Bud: Credit is a sacred trust, it's what our free society is founded on. Do you think they give a damn about their bills in Russia? I said, do you think they give a damn about their bills in Russia? Otto: They don't pay bills in Russia, it's all free. Bud: All free? Free my ass. What are you, a fuckin' commie? Huh? Otto: No, I ain't no commie. Bud: Well, you better not be. I don't want no commies in my car. No Christians either.
Miller: John Wayne was a fag. All: The hell he was. Miller: He was, too, you boys. I installed two-way mirrors in his pad in Brentwood, and he come to the door in a dress.
Mrs. Maddox: Put it on a plate, son. You'll enjoy it more. Otto Maddox: Couldn't enjoy it any more, Mom. Mm, mm, mmm.
Otto: What happened to your old lady? Bud: My old lady? Oh, shit, I forgot all about her. Well, she'll take the bus. She's a rock.
Leila: What about our relationship? Otto: What? Leila: Our relationship! Otto: Fuck that! Leila: You SHITHEAD! I'm glad I tortured you!
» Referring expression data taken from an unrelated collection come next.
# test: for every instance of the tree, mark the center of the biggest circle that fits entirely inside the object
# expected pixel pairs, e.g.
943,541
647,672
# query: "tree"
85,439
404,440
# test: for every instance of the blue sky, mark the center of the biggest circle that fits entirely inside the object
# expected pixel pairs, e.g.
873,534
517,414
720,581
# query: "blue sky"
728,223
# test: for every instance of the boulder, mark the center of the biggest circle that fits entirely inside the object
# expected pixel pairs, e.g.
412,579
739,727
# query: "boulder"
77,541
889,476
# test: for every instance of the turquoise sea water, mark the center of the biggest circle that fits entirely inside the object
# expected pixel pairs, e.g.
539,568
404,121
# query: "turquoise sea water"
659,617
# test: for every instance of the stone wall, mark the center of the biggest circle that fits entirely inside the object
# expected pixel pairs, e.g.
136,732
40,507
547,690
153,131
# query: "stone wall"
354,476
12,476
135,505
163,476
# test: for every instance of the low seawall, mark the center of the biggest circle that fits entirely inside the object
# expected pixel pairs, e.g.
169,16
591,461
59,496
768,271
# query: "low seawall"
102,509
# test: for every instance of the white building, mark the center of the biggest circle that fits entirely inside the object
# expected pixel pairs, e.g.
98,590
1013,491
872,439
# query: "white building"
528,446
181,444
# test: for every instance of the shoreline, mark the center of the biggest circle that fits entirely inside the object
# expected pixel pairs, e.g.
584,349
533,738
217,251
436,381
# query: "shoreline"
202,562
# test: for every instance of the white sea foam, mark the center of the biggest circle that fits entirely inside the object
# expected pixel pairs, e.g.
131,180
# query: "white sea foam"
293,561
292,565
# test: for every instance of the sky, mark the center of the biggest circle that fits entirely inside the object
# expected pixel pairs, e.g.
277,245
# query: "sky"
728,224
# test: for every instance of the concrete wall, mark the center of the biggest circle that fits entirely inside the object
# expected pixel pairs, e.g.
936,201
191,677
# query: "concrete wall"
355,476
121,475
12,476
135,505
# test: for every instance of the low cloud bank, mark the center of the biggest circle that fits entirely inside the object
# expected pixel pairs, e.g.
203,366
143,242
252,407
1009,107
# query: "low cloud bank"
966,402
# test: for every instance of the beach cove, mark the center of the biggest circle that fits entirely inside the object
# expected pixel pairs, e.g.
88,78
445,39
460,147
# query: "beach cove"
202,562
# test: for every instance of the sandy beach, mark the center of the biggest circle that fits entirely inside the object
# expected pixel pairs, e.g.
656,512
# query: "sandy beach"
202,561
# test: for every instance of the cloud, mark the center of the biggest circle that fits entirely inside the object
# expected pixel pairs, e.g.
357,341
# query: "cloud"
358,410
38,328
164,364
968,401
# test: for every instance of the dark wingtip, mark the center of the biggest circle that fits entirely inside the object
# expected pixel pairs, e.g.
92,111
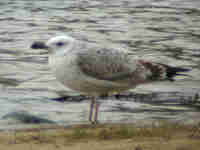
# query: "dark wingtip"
38,45
175,71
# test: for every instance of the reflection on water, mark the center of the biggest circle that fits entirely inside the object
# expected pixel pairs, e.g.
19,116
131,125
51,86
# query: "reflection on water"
163,31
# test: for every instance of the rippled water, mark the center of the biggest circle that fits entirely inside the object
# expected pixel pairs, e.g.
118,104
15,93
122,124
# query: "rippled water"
163,30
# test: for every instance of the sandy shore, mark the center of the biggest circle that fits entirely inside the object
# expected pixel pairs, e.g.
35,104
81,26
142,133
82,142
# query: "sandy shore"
104,137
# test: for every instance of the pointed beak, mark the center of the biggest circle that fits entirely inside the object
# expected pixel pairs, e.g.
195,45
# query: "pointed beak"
39,45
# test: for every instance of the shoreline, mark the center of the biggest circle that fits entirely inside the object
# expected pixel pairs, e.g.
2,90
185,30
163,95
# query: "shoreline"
104,136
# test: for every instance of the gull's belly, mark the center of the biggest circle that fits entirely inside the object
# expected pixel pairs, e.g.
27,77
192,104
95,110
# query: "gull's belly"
76,80
69,74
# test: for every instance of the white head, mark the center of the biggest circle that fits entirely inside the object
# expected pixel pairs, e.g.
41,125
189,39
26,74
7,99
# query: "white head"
58,45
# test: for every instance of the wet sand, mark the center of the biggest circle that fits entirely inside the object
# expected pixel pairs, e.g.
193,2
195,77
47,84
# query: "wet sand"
105,136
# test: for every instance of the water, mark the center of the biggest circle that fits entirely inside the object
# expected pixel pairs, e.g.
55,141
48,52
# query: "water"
163,30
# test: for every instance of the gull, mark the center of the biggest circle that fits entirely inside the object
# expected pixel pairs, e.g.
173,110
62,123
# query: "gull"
99,70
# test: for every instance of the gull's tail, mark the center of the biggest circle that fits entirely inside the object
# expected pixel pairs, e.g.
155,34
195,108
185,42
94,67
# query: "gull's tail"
163,72
172,72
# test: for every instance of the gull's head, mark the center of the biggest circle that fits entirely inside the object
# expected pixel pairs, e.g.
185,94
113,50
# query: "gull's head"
56,45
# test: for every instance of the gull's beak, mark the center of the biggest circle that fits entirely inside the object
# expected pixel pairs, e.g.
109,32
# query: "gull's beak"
39,45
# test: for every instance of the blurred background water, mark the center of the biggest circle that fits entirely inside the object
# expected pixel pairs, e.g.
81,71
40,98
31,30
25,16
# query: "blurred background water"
166,31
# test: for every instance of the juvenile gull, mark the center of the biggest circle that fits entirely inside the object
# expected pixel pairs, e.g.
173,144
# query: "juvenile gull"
94,70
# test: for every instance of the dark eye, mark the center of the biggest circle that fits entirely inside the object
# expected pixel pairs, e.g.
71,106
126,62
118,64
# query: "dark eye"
59,44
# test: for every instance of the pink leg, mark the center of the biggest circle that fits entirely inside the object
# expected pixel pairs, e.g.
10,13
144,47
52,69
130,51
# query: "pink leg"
91,109
96,112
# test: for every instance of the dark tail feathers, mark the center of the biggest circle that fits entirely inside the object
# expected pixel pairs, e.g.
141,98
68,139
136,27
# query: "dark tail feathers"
174,71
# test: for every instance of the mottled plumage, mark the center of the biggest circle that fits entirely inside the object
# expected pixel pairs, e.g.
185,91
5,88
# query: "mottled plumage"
96,70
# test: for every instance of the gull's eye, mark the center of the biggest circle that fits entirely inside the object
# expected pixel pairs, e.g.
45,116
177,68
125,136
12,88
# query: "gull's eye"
59,44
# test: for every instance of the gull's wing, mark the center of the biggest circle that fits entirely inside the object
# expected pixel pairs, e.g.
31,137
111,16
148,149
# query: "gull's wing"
107,64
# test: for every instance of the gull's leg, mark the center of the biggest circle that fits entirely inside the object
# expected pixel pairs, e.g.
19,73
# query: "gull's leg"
96,112
91,109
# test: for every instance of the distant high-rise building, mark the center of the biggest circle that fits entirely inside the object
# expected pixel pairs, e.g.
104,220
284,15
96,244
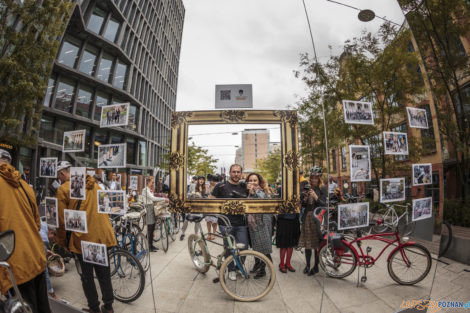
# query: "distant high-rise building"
114,52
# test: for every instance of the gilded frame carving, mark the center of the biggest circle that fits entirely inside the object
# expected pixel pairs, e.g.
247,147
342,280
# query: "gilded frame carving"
287,119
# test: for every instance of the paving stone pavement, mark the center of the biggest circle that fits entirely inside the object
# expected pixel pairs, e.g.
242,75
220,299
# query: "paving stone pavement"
178,287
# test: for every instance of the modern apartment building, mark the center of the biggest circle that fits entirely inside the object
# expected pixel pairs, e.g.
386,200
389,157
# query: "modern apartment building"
113,52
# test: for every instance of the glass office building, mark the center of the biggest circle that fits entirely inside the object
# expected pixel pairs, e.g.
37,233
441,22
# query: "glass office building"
114,52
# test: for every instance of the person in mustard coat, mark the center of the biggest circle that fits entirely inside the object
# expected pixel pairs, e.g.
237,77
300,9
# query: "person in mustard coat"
99,231
19,212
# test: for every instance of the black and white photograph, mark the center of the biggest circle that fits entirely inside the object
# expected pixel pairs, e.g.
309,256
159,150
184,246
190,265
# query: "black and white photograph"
47,167
417,118
392,189
112,202
75,221
112,156
396,143
52,212
359,160
74,141
422,209
358,112
114,115
133,182
422,174
95,253
78,183
353,215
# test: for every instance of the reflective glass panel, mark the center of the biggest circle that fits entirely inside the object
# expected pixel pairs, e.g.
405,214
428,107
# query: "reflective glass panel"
64,96
68,54
111,30
105,67
84,99
87,63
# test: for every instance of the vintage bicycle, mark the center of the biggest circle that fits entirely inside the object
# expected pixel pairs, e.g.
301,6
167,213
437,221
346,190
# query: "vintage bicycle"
245,287
408,263
386,218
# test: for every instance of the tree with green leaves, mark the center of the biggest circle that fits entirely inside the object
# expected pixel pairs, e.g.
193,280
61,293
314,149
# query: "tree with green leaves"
30,33
438,27
377,68
270,166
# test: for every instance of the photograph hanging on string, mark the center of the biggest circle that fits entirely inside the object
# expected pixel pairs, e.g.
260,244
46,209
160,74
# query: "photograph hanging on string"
114,115
133,182
417,118
112,202
75,221
52,212
392,189
74,141
353,215
359,160
422,174
358,112
396,143
78,183
112,156
95,253
48,167
422,209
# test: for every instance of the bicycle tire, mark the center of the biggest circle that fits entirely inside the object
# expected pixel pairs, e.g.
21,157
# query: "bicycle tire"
405,226
245,255
446,238
335,262
141,250
202,266
387,220
424,252
157,232
164,236
117,257
171,230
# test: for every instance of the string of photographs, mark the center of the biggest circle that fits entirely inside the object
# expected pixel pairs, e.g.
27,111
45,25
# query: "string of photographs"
356,215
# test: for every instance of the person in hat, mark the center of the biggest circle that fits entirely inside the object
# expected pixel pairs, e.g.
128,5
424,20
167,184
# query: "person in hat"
19,212
310,231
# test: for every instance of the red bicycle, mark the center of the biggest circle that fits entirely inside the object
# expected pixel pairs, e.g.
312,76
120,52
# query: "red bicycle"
408,262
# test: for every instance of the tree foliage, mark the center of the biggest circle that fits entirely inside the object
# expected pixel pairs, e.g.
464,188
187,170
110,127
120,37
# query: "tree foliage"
377,68
270,166
30,31
438,27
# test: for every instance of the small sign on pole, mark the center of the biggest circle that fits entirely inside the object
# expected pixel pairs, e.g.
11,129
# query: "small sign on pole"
233,96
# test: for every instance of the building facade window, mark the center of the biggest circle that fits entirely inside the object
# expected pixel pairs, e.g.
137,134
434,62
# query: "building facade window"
343,158
64,95
101,100
104,68
88,61
142,153
84,99
47,128
96,20
120,75
111,30
68,53
49,92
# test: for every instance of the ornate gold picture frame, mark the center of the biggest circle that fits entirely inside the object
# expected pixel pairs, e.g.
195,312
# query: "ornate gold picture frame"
289,203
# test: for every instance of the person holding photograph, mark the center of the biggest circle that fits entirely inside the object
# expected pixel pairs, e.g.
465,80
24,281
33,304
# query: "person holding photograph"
149,200
19,212
99,231
259,225
310,231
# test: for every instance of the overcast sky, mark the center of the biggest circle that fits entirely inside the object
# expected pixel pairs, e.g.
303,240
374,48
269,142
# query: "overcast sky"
259,42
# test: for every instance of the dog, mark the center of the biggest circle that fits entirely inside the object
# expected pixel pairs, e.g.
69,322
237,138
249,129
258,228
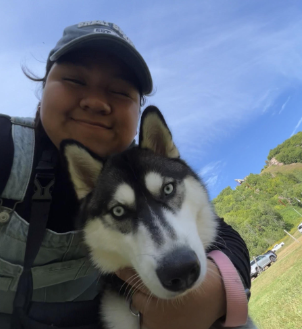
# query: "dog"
144,208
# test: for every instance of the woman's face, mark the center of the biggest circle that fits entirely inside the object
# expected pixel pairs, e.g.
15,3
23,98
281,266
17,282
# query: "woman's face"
91,99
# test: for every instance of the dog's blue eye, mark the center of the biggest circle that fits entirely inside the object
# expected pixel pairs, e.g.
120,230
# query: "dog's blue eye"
168,189
118,211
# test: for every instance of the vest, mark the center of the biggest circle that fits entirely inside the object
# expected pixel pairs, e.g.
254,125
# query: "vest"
62,271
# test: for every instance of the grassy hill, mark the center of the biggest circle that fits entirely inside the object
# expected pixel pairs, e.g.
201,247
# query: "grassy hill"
267,203
276,301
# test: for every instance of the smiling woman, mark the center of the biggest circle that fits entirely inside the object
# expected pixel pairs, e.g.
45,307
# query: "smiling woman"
94,85
93,98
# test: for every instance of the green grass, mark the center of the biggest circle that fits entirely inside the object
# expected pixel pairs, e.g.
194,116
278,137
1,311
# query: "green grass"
276,301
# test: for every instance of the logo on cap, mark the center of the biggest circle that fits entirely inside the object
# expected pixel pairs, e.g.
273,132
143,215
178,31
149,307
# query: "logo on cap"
111,26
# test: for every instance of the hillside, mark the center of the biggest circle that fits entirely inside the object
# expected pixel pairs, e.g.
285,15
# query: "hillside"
265,204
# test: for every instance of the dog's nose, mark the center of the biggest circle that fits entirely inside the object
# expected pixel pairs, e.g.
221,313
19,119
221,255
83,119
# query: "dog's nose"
179,270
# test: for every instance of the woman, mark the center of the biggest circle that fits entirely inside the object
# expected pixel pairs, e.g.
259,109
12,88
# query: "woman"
94,86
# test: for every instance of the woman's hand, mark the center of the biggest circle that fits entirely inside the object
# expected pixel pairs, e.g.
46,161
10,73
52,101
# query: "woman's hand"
199,309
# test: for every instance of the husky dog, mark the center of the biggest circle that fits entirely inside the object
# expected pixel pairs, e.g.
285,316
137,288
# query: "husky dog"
144,208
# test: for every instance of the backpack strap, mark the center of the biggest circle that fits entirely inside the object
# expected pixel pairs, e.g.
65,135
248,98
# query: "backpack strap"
6,150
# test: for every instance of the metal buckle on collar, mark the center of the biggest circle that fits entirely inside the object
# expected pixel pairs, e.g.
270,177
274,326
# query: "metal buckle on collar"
43,186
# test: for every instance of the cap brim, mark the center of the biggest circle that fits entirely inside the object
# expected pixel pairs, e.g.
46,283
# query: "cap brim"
119,48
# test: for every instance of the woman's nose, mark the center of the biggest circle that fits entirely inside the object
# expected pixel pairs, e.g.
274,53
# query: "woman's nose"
95,103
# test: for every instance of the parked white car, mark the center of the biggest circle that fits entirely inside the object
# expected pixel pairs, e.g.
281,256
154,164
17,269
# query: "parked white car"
278,246
259,263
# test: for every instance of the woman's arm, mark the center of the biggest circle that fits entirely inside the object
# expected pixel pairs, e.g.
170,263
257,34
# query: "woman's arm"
231,244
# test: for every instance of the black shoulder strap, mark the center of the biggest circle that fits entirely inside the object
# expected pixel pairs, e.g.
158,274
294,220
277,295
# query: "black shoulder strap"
6,150
41,201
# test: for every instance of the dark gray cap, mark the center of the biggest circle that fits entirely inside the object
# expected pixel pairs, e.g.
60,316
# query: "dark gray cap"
107,36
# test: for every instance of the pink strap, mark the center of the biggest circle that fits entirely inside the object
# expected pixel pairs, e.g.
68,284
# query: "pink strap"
237,308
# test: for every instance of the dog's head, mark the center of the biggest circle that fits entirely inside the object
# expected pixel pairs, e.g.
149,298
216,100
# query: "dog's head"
144,208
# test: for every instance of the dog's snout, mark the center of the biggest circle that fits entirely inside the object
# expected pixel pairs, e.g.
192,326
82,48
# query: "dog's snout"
179,270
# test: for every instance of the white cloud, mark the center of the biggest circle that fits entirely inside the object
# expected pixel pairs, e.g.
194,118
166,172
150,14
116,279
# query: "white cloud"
296,127
210,173
284,105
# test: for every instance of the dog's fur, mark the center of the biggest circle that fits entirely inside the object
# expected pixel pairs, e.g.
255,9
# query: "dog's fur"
144,208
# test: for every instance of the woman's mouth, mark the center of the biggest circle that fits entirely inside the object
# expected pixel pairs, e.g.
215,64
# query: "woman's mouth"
92,124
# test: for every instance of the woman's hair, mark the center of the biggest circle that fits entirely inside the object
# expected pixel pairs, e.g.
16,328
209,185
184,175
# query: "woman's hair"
65,58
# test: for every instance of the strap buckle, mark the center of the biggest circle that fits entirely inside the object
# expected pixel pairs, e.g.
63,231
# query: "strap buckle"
43,186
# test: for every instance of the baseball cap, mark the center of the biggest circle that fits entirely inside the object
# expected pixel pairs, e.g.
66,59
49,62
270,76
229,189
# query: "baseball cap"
105,36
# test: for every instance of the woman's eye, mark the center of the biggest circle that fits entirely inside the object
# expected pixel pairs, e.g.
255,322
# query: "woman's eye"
76,81
118,211
168,189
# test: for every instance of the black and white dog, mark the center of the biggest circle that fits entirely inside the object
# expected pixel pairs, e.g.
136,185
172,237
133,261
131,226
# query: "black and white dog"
144,208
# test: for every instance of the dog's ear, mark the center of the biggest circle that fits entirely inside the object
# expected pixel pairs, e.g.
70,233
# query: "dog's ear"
84,168
155,135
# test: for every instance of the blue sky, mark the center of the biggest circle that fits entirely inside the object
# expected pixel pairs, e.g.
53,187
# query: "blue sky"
227,74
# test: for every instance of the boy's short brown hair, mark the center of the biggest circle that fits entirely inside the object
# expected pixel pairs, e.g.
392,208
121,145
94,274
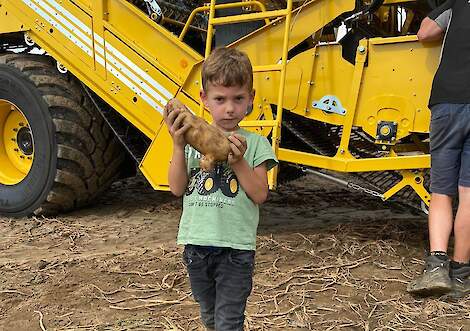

Bud: It helps if you dress like a detective. Detective dress kinda square. If you look like a detective people are gonna think you're packing something. Otto: Are you? Bud: Am I what? Otto: Packing something? Bud: Only an asshole gets killed for a car.
Lagarto Rodriguez: Hermanos Rodriguez do not approve of drugs. Marlene: Neither do I, but it's my birthday.
Motorcycle Cop: Whatcha got in the trunk? J. Frank Parnell: Oh... You don't wanna look in there.
Archie: Awww. Dukie Wookie hurt his widdle hand. Duke: Fuck you, Archie. Just for that you're not in the gang anymore.
Lagarto Rodriguez: ...yeah, well that's not the only thing, Marlene. This car is hot. Marlene: What do you mean? Stolen? Lagarto Rodriguez: No, I mean it's hot. Really hot. Marlene: Hot? Lagarto Rodriguez: Yeah! We're sweating like pigs, man.
English Dustbin Lady: Hey. I know you. You're the one that run into my trash.